Maximum Power Point Controllers [MPPC]
Maximum Power Point Trackers [MPPT]
The Maximum Power Point Tracker is a special form of buck/boost, sometimes buck only, power converter designed to deliver the maximum possible power to a load, or storage battery, from limited input power sources. These work similar to a normal Pulse Width Modulating, PWM, voltage regulator except that the pulse width control is designed to track the maximum power available from the PV panel. Of course, when the battery voltage is high enough then the converter is shut down effecting charge regulation.
PV panel output voltage, and consequently the maximum power point, varies in many ways. The maximum power point varies with temperature, light influx, cloud cover, dirt, and panel age. The important thing is that this maximum power point voltage rarely matches the battery voltage.
These converters are sort of reverse voltage regulators that instead of controlling the output voltage, which is fixed by the battery, controls the input voltage.
There are several ways to accomplish the control of this power conversion:
Fixed Ratio. The simplest way is to just manually set the pulse width of the power converter. While this is not technically a controller because the pulse width is fixed it does produce some power gain over a shunt controller.
Open loop power tracker. A better way is to first characterize the panel voltage vs. the input light vs. output power. A photo sensor circuit controls the input voltage that the panel runs at. While these work reasonably well and more efficiently than the simple regulators they are not the optimum solution. In my opinion they are no cheaper to build than the better tracking circuit described next.
Closed loop power tracker. More complicated and more accurate power tracking controllers use wattage sampling techniques to continuously find the optimal panel operating voltage. The way they work is to periodically introduce a small change in the controlled panel input voltage, measure the current, then calculate the input wattage. If the wattage has increased over the last sample then the next change in voltage should be in the same direction as the last change. However, if the wattage is less than the last sample then the next voltage change should be in the opposite direction to what the present change was.

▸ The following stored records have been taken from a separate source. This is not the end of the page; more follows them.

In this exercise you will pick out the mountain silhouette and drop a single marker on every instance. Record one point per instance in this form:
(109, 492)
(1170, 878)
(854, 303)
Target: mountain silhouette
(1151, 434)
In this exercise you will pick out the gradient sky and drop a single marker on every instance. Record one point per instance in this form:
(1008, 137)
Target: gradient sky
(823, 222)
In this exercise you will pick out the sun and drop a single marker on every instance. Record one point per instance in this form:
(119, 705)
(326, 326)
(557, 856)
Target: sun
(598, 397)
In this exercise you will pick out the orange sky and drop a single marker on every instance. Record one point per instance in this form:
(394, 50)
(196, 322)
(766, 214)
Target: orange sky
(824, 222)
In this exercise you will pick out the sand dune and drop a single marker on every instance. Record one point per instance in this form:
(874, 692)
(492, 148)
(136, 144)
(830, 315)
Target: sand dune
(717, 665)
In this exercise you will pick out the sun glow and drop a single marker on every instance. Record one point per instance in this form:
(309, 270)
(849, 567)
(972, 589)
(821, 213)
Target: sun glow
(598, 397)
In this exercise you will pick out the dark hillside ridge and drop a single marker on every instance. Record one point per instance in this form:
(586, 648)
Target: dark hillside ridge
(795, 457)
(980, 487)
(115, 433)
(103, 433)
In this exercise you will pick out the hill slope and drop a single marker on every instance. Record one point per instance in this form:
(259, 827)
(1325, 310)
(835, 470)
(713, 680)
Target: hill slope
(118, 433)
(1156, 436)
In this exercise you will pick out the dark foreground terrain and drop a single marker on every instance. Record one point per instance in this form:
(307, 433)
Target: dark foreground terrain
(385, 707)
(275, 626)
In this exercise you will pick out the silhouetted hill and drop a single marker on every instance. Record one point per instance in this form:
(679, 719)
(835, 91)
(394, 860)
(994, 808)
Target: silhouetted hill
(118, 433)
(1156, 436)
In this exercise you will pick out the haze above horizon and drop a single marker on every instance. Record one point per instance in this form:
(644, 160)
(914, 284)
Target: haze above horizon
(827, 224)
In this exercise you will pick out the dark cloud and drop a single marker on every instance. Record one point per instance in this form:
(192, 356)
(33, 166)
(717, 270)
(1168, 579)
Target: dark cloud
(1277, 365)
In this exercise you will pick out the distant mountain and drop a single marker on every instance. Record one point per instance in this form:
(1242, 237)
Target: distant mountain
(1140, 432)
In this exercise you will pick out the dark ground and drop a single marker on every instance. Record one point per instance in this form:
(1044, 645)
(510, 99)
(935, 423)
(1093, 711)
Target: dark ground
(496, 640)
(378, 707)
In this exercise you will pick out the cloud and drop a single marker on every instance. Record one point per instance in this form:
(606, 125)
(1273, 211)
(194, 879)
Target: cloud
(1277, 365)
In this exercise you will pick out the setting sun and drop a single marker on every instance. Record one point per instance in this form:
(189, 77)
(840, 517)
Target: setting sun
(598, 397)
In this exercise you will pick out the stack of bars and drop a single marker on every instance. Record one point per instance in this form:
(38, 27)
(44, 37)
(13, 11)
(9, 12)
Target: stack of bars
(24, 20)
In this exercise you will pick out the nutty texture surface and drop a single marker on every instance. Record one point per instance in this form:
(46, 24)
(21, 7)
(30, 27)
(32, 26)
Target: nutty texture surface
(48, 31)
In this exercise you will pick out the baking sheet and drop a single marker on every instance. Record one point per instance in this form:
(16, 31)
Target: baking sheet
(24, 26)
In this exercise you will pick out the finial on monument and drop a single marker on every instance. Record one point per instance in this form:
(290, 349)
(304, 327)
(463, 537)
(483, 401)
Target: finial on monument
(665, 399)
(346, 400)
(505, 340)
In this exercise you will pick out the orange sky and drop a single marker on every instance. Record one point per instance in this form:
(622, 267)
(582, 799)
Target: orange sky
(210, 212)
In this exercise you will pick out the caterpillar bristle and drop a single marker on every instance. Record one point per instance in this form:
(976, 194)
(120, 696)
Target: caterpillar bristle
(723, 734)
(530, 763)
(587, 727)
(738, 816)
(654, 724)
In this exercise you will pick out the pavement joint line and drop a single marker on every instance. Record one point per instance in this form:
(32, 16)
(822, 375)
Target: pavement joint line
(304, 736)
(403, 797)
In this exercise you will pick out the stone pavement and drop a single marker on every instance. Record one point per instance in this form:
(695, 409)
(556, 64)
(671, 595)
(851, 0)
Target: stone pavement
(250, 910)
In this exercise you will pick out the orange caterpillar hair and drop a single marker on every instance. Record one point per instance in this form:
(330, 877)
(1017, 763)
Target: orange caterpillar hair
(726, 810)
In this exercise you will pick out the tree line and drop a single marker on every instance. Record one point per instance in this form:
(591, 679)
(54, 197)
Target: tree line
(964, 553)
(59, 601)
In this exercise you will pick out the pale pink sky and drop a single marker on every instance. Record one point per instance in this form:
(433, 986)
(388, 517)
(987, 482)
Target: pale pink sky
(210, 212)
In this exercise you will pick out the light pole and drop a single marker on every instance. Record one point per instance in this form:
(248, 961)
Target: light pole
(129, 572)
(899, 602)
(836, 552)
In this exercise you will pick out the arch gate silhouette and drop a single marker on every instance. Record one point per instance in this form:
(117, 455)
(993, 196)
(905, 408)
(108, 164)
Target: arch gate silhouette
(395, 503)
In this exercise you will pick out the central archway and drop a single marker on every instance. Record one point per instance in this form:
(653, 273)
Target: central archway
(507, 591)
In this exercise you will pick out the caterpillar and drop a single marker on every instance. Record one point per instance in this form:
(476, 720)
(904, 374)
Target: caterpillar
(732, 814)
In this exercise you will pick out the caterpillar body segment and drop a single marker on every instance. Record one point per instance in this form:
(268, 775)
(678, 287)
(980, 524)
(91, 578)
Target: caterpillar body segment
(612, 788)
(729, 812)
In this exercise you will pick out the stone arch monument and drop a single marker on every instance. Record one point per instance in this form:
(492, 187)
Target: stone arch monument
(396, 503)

The panel voltage is continuously being adjusted in a dynamic way to see if the output power can be increased. While the panel voltage is technically never at the true peak point the error is negligibly small. The result of this voltage dance is the ability of the controller to track the maximum power point no mater what the input PV panel conditions.
Can the circuit be made simpler? YES! Closed loop current tracker. It turns out that there is a major simplification in the control of maximum power point battery charger controllers. Delivered power is the multiplication of delivered current times battery voltage. Since battery voltage is relatively constant one needs to only use the delivered current to represent the approximate delivered power. No complex multiplication needs to be performed.
In the above example where power was used to determine the direction of the change of the input voltage The simplified controller uses the change of the delivered current sample as the clue for determining the direction of the change of the input voltage.